Henrik BRAHE (1965-) is a Danish autodidakt photographer and artist. Studies Near oriental Archaeology at the University of Copenhagen. Travels to more than 40 countries in the past 35 years. Lived and worked in Rome, Pietra Santa, New York, Paris, Damascus and Beirut. Gives lectures in photography and art. Participated in more than a 100 exhibitions, film and video festivals all over the world. Henrik Brahe’s images are often violent and are working with and against the fine art aesthetics.

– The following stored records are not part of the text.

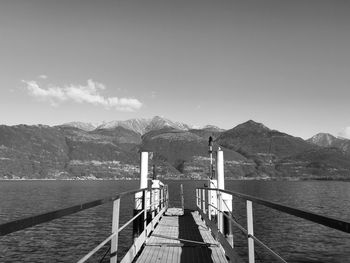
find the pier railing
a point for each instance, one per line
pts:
(154, 202)
(210, 208)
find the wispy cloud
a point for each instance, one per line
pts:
(153, 94)
(89, 93)
(345, 133)
(42, 76)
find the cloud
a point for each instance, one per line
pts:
(42, 76)
(345, 133)
(89, 93)
(153, 94)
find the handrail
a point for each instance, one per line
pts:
(20, 224)
(331, 222)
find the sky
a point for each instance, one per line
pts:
(282, 63)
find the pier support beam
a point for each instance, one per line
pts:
(138, 224)
(224, 200)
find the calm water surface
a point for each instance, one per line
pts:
(69, 238)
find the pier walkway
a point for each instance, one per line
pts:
(181, 237)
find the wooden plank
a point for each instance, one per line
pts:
(138, 243)
(172, 241)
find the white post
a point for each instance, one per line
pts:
(221, 185)
(115, 229)
(144, 170)
(156, 194)
(212, 199)
(143, 179)
(250, 231)
(139, 204)
(225, 200)
(203, 204)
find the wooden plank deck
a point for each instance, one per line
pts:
(170, 241)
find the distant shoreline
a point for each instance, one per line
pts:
(185, 179)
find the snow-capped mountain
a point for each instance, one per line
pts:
(85, 126)
(323, 139)
(143, 126)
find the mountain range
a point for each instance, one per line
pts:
(111, 150)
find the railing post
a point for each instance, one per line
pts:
(138, 223)
(167, 198)
(144, 207)
(182, 198)
(250, 231)
(203, 203)
(197, 197)
(225, 199)
(115, 229)
(220, 212)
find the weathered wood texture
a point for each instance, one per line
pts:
(171, 241)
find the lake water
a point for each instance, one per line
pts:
(69, 238)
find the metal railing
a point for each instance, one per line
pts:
(156, 206)
(207, 206)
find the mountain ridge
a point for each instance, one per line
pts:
(251, 149)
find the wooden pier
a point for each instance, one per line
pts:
(175, 234)
(181, 237)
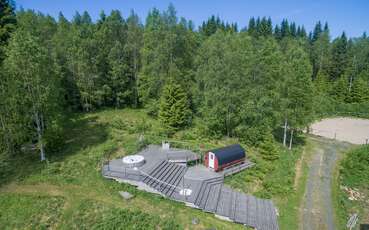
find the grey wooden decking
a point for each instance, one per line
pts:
(208, 190)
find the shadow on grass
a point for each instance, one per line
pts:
(80, 132)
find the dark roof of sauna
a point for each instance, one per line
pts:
(229, 153)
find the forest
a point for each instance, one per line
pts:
(265, 82)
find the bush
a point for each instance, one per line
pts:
(355, 168)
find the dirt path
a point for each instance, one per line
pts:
(316, 210)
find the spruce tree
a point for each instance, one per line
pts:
(7, 23)
(174, 111)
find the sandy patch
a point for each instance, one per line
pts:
(352, 130)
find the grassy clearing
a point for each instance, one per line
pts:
(29, 211)
(352, 173)
(90, 201)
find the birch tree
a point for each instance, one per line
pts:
(32, 85)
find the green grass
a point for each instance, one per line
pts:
(90, 201)
(29, 211)
(353, 173)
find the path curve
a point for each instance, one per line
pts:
(317, 209)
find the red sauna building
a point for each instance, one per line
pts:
(219, 159)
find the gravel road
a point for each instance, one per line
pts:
(317, 211)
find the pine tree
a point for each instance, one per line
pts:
(174, 109)
(339, 90)
(285, 28)
(339, 57)
(360, 91)
(268, 149)
(7, 23)
(251, 29)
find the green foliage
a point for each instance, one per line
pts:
(353, 174)
(268, 149)
(355, 168)
(7, 23)
(174, 110)
(41, 212)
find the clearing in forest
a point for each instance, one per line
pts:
(352, 130)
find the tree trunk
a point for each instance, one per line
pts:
(39, 128)
(291, 137)
(6, 135)
(285, 132)
(136, 79)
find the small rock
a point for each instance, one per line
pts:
(126, 195)
(195, 221)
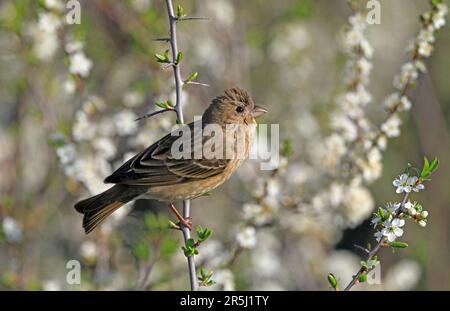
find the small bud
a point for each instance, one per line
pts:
(422, 223)
(363, 277)
(332, 280)
(398, 245)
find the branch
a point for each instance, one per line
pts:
(179, 112)
(151, 114)
(376, 249)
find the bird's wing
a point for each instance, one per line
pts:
(158, 166)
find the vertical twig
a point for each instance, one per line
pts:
(179, 112)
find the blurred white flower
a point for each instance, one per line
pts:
(224, 279)
(221, 11)
(141, 5)
(125, 123)
(439, 18)
(80, 64)
(408, 75)
(425, 49)
(345, 126)
(51, 285)
(335, 146)
(69, 86)
(132, 99)
(358, 204)
(82, 129)
(403, 276)
(66, 153)
(54, 5)
(391, 127)
(426, 35)
(105, 127)
(12, 229)
(49, 22)
(45, 44)
(246, 237)
(73, 46)
(105, 147)
(265, 262)
(89, 250)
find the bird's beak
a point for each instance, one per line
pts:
(258, 111)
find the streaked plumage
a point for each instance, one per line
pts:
(158, 174)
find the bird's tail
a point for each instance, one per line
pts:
(97, 208)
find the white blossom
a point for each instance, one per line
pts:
(66, 153)
(403, 276)
(422, 223)
(425, 48)
(246, 237)
(402, 184)
(393, 229)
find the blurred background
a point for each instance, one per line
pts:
(69, 95)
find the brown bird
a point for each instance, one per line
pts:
(158, 173)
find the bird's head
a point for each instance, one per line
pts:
(234, 106)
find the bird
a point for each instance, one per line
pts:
(160, 173)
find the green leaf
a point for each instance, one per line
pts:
(168, 247)
(203, 233)
(398, 245)
(180, 11)
(332, 280)
(434, 165)
(165, 105)
(160, 58)
(179, 57)
(192, 76)
(363, 277)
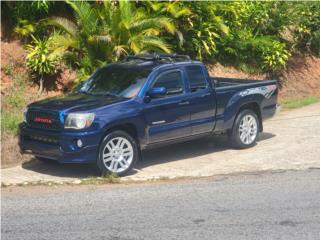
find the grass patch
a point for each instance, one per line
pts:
(291, 104)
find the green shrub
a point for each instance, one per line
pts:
(40, 59)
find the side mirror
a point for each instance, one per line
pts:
(157, 92)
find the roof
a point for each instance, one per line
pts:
(151, 61)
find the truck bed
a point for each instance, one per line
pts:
(220, 82)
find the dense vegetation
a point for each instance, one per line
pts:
(253, 36)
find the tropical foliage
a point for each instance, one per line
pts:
(41, 59)
(253, 36)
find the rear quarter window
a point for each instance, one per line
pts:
(196, 78)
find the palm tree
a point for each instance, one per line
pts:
(104, 34)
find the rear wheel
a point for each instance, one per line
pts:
(118, 153)
(245, 129)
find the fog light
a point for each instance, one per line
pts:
(79, 143)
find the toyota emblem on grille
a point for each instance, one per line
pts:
(42, 120)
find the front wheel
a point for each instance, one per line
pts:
(118, 153)
(245, 129)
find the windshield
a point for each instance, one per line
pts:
(117, 81)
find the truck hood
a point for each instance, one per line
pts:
(75, 102)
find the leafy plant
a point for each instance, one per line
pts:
(205, 27)
(106, 33)
(40, 59)
(24, 28)
(8, 69)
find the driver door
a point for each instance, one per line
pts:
(168, 117)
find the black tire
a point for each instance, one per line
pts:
(101, 166)
(234, 135)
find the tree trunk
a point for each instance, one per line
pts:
(41, 84)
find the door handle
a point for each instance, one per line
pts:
(184, 103)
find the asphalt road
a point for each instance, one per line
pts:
(282, 205)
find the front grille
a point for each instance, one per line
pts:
(43, 120)
(43, 139)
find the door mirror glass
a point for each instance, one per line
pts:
(157, 92)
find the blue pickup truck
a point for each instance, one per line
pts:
(142, 102)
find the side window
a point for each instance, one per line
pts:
(196, 78)
(172, 81)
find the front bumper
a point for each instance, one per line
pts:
(59, 146)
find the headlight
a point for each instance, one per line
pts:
(25, 114)
(79, 120)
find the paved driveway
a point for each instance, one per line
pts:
(291, 140)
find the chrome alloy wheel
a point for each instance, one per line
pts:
(117, 155)
(248, 129)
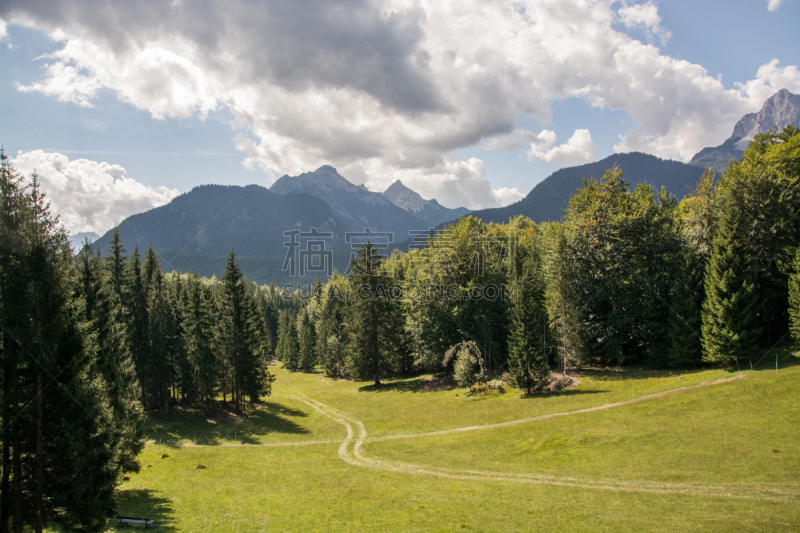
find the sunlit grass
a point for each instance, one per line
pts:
(725, 434)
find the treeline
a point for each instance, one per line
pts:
(629, 277)
(190, 339)
(88, 342)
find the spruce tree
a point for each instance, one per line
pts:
(685, 318)
(730, 324)
(113, 363)
(794, 297)
(199, 341)
(370, 312)
(161, 335)
(61, 444)
(138, 335)
(306, 342)
(288, 344)
(528, 348)
(243, 337)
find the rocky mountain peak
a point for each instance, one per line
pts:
(402, 196)
(780, 109)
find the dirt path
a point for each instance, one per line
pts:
(357, 437)
(632, 401)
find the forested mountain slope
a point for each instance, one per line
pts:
(547, 201)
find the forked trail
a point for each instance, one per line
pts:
(351, 451)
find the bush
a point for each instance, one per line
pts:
(468, 359)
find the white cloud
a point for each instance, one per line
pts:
(644, 16)
(394, 87)
(577, 150)
(87, 195)
(770, 79)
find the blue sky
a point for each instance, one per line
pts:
(159, 146)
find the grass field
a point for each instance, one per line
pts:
(652, 451)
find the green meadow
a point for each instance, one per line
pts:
(626, 450)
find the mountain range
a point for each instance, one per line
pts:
(196, 230)
(548, 199)
(781, 109)
(397, 210)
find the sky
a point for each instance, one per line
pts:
(121, 106)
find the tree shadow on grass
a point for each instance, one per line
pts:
(406, 385)
(561, 393)
(144, 503)
(212, 430)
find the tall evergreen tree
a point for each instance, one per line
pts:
(114, 363)
(370, 312)
(161, 335)
(61, 444)
(794, 297)
(528, 348)
(288, 343)
(198, 337)
(307, 342)
(730, 311)
(244, 337)
(685, 318)
(138, 334)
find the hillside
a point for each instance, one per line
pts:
(625, 450)
(213, 219)
(780, 109)
(429, 211)
(547, 201)
(358, 207)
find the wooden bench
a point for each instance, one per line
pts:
(133, 521)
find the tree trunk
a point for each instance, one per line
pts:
(5, 503)
(39, 456)
(17, 465)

Douglas DAVIS (1933–2014) was an American artist, critic, teacher, and writer. In 1977, at the opening of documenta 6, alongside Nam June Paik and Joseph Beuys, Douglas Davis took part in one of the first international satellite telecasts with his live performance The Last Nine Minutes. Davis received grants for his work by the Rockefeller Foundation, the National Endowment for the Arts & the Trust for Mutual Understanding, among other institutions. He taught advanced media at more than 25 universities and art colleges and served as consultant in this field for several corporations & foundations. Davis published the book Art and the Future in several countries in 1973. ArtCulture: Essays on the Post-Modern (1977), is a book of theoretical essays. The Five Myths of TV Power (or, Why the Medium is Not the Message), 1993, focuses on the crucial importance of the viewer, the “human” element in media theory.
George DUREAU (1930–2014) was an American artist whose long career was most notable for charcoal sketches and black and white photography of poor white and black athletes, dwarfs, and amputees. Robert Mapplethorpe is said to have been inspired by Dureau’s amputee and dwarf photographs, which showed the figures as “exposed and vulnerable, playful and needy, complex and entirely human individuals.” For the vast majority of his life, he lived in the French Quarter,NMew Orleans, where he was well known for his eccentricity and hospitality. His friend and student, Robert Mapplethorpe restaged many of his earlier black and white photographs. Dureau died of Alzheimer’s disease.